- Nº 2499 (2021/10/21)

Creches gratuitas para todas as crianças

Opinião

As crianças e as famílias em Portugal precisam urgentemente de creches gratuitas e da criação de uma rede pública de creches. É a resposta necessária num país em que faltam vagas de creche, em que os custos são muito elevados e que é o mais envelhecido da Europa, com um grave défice demográfico. É uma solução que não pode ser adiada e a que o Orçamento do Estado tem que responder.


As creches devem ter como função conjugar as necessidades essenciais dos bebés, garantindo segurança aos pais a partir do final da licença de parentalidade, mas assumindo igualmente uma função pedagógica de qualidade, com um valor intrínseco, que vise o crescimento e desenvolvimento integral das crianças, em complementaridade com o papel das famílias.

Todas as fases de crescimento de uma criança têm em Portugal uma resposta pública e gratuita, à excepção da dos 0 aos 3 anos. Para esta faixa etária, existem creches do sector social e cooperativo, privadas e algumas associadas a empresas e locais de trabalho, bem como amas da Segurança Social. As 25 creches que existiam geridas directamente pela Segurança Social foram privatizadas em 2012, pelo governo PSD-CDS.

As vagas que existem em creche, mesmo somando as de IPSS e privadas, não são suficientes para o número de crianças que existem. Mesmo considerando que nem todas famílias querem ou precisam que o seu bebé frequente uma creche logo aos quatro meses, a verdade é que existem cerca de metade das vagas em creche das que seriam necessárias.

Caso se encontre vaga, o custo é também um obstáculo. Segundo a Associação de Creches e Pequenos Estabelecimentos de Ensino Particular, a mensalidade de uma creche privada, com alimentação, ronda os 300 euros, chegando aos 400 ou 450 euros nas Áreas Metropolitanas de Lisboa e do Porto.

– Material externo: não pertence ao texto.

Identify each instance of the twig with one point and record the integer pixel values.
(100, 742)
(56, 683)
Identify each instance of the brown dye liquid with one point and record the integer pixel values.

Nas creches de IPSS, o cálculo da mensalidade é feito com base em critérios estabelecidos no plano nacional, considerando os rendimentos do agregado familiar e parte das despesas que têm. Por proposta do PCP, tem sido possível evoluir para garantir creche gratuita aos bebés das famílias de mais baixos rendimentos. Desde Setembro de 2020 que as crianças do primeiro escalão da comparticipação familiar, bem como os segundos filhos do segundo escalão, têm creche gratuita, caso estejam numa IPSS ou numa ama da Segurança Social. Em Setembro deste ano, a gratuitidade foi alargada a todos os bebés do segundo escalão, abrangendo, de acordo com o Governo, cerca de 35 mil crianças.

Num país em que a maioria dos homens e das mulheres em idade fértil gostariam de ter mais filhos do que têm, e que apontam a sua situação financeira e laboral como razões para adiar ou não cumprir esse projecto de vida, dar-lhes a segurança de que todos os bebés têm acesso a creche gratuita pode encorajar a decisão de ter um filho, ou mais filhos.

A par da garantia da gratuitidade, é necessário investir decisivamente numa rede pública de creches de acesso universal e gratuito, que garanta vaga a todas as crianças e assegure altos padrões de qualidade pedagógica. As creches não são e não podem ser o sítio onde se deixam os bebés para ir trabalhar. Com educadores e outros profissionais valorizados, as creches podem e devem ser um espaço que assegure a todas as crianças o direito a um desenvolvimento integral. É uma resposta indispensável que contribui para resolver vários problemas do país e que o Orçamento do Estado tem todas as condições para dar.

Crianças e pais com direitos,
Portugal com futuro

Para inverter a quebra demográfica e o envelhecimento do País, é necessário valorizar salários, combater a precariedade e os horários selvagens, reduzir o horário de trabalho para as 35 horas. Decidir ter filhos não pode ser factor de aumento do risco de pobreza, e é necessário que as famílias tenham tempo para viver e acompanhar as suas crianças.

É preciso garantir estabilidade na habitação, repor a universalidade dos abonos de família e valorizá-los, alargar a gratuitidade dos transportes públicos até aos 18 anos, garantir que todas as crianças têm acesso a serviços públicos de qualidade.

Estas são respostas indispensáveis a problemas centrais do País: o défice demográfico e o cumprimento dos direitos das crianças.